Comunidades mapeadas
Conforme Mottola, as cinco comunidades Kalunga de Teresina de Goiás estão 100% mapeadas, enquanto em Cavalcante foi realizado, até o momento, 30% do trabalho em outras cinco aldeias. “É um trabalho exaustivo, mas gratificante”, afirma, lembrando que para efetuá-lo é preciso mergulhar no interior da serra, ficar dias no mato, muitas vezes em locais onde só é possível chegar a pé ou no lombo de mula, em jornadas que chegam a durar um dia inteiro de viagem.
Nas próximas semanas, o trabalho de georreferenciamento será intensificado com a participação dos técnicos da Agência Goiana de Desenvolvimento Rural e Fundiário. Recentemente, o Incra e a agência assinaram um Termo de Cooperação Técnica que visa a agilizar a identificação, reconhecimento, delimitação, demarcação, regularização e titulação das áreas remanescentes das comunidades negras.

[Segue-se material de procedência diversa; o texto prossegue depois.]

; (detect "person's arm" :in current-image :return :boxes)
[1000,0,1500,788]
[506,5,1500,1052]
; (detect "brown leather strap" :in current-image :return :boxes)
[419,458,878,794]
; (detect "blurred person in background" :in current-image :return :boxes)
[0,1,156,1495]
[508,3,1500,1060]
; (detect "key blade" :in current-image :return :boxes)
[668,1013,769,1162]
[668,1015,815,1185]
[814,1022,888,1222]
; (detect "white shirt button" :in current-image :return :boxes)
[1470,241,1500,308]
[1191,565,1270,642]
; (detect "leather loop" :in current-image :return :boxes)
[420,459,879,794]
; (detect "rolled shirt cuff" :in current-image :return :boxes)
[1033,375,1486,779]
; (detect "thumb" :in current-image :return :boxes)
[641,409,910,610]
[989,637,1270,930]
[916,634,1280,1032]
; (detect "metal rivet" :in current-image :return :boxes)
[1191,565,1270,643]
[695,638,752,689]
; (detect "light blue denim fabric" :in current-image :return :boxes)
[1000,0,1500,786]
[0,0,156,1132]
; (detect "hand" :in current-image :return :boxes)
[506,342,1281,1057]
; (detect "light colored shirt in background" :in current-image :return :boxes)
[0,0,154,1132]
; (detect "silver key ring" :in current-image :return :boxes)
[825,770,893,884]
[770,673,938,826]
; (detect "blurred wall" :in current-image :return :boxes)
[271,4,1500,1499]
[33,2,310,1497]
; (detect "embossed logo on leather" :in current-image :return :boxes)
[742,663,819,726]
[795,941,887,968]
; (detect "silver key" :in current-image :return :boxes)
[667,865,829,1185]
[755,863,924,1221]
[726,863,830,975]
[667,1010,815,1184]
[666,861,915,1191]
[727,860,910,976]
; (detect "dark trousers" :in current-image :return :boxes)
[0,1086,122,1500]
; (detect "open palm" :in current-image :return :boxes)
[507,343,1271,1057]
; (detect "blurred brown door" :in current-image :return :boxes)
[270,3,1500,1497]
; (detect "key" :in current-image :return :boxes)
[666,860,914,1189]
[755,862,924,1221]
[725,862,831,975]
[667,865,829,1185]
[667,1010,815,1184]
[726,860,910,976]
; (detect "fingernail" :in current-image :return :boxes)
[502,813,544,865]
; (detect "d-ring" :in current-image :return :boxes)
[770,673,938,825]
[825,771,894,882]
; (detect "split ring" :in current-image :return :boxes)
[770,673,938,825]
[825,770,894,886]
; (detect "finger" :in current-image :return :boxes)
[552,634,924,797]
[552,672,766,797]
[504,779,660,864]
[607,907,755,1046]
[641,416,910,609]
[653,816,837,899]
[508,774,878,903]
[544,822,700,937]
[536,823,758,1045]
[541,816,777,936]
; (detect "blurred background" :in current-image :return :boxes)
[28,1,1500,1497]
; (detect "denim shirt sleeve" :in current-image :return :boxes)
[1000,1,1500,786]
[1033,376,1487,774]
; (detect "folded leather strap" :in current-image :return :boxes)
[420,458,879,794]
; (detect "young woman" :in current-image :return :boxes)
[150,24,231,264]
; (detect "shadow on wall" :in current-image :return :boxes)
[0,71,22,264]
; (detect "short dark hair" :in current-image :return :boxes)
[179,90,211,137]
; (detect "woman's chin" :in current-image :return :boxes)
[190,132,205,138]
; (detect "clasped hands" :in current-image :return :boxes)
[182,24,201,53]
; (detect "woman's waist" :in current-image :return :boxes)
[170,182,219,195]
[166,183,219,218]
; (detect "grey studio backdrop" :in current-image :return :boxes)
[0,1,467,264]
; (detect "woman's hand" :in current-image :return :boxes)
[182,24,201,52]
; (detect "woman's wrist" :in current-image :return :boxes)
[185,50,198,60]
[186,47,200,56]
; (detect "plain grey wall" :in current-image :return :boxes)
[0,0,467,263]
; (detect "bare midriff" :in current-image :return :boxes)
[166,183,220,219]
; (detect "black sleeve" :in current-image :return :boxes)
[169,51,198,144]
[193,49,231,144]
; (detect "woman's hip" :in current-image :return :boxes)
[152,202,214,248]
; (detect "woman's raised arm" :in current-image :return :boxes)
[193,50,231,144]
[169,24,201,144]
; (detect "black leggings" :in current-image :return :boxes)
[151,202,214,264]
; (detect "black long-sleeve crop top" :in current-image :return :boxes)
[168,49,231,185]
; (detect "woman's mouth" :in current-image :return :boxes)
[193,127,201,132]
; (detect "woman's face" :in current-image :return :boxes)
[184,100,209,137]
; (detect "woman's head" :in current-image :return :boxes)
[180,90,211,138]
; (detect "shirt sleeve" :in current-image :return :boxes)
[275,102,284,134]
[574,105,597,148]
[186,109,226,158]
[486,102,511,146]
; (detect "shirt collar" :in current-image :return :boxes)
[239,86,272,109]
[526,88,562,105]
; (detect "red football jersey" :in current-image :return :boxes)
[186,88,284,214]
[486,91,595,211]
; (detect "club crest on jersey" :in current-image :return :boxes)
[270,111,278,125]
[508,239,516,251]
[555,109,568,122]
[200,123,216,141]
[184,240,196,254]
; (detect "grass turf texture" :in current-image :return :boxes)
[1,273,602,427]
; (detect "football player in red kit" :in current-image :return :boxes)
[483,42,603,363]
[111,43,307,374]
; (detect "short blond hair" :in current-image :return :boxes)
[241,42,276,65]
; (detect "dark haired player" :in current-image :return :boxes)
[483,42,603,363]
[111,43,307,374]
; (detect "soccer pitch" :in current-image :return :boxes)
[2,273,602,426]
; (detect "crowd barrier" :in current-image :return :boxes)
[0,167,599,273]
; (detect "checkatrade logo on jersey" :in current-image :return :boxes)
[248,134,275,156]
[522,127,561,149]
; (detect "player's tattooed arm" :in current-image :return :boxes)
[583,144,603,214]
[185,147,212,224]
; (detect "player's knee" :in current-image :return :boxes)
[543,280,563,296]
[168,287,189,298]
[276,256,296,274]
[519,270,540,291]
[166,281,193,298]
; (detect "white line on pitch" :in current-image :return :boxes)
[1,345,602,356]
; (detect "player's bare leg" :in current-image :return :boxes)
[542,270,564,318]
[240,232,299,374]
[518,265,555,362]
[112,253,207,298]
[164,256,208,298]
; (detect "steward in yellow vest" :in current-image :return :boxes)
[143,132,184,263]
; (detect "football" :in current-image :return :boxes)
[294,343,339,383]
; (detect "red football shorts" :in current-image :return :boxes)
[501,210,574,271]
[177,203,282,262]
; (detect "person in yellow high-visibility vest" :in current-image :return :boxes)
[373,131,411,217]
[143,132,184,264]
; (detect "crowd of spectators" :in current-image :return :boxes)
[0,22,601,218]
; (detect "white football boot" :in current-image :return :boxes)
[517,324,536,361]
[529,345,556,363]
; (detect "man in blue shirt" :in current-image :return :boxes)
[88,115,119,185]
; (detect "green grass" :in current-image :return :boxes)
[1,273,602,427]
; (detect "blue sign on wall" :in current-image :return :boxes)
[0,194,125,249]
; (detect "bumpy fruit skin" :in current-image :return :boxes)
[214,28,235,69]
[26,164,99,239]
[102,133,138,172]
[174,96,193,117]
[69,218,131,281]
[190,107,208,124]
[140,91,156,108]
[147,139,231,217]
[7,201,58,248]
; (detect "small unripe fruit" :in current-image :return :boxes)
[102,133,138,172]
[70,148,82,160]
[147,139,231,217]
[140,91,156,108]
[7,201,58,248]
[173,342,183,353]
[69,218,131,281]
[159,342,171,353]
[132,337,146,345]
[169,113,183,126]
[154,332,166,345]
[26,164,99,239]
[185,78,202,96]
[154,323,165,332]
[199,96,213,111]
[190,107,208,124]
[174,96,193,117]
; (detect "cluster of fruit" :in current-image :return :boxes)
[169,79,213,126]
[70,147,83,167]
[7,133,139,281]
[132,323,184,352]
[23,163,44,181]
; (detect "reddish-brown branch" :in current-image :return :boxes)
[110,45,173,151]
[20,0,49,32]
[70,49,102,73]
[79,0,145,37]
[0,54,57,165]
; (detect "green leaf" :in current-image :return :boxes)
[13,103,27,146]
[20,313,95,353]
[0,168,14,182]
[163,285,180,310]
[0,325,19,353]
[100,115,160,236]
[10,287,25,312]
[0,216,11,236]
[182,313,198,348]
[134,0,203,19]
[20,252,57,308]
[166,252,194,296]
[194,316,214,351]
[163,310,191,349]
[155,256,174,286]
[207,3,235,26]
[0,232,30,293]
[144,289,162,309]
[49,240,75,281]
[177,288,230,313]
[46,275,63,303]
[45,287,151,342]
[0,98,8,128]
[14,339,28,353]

A presidente da Associação dos Kalungas de Cavalcante diz que, no geral, os quilombolas apóiam o trabalho do Incra. “A comunidade recebe bem porque é a coisa que eles mais querem. Eles encontram dificuldades quando chegam numa localidade sem guia conhecido. Aí os Kalungas estranham, tem um pouco de rejeição. Mas, assim que explicam o que estão fazendo a situação muda.” Para Deuselinda, a rejeição é histórica, resultado de séculos de fuga e perseguição. “As pessoas chegam falando uma coisa e eles sentem medo que não seja verdade. Dependendo do branco, eles têm medo sim, e tem toda a razão de ter.”
Segundo a previsão do superintendente regional do Incra no Distrito Federal e Entorno, Renato Lordello, a etapa de georreferenciamento e geoprocessamento está em fase final, e em pouco tempo a regularização fundiária será concluída com as desapropriação necessárias. Quando isto acontecer, o sonho de Deuselinda, sua mãe, e de todos os Kalungas terá se tornado realidade.
Preservação Cultural x Desenvolvimento
Promover o desenvolvimento social e econômico dos Kalungas sem afetar sua cultura é um dilema, exposto pela presidente da Associação dos Kalungas de Cavalcante, que preocupa os quilombolas. Para Deuselinda, a questão é emblemática. “Muitos falam que temos que preservar a cultura. Eu concordo. Não é porque consegui construir esta casa que vou esquecer que sou Kalunga, que gosto de folia, que gosto de reza, gosto do benzimento. Não é porque estudei, sou técnica em magistério, sou professora há 17 anos, que vou esquecer. Mas para preservar a cultura a gente não precisa viver na miséria”.
Para ela, é importante as comunidades receberem energia elétrica, água encanada e equipamentos para a roça, mas sem deixar de praticar suas rezas, danças e folias, como a Romaria do Vão de Almas, que acontece em agosto, e a Romaria do Vão do Moleque, em setembro. As festividades unem as diferentes comunidades dos três municípios, épocas em que as tradições são mantidas ao promover uma grande recepção com doces, carne e farofa. “Somos um povo que ficou isolado, que ninguém ligava, ninguém queria nem saber. Com isto, a gente ganhou a nossa preservação. Tenho orgulho de estar preservada. Tenho orgulho de ser Kalunga”, afirma com convicção.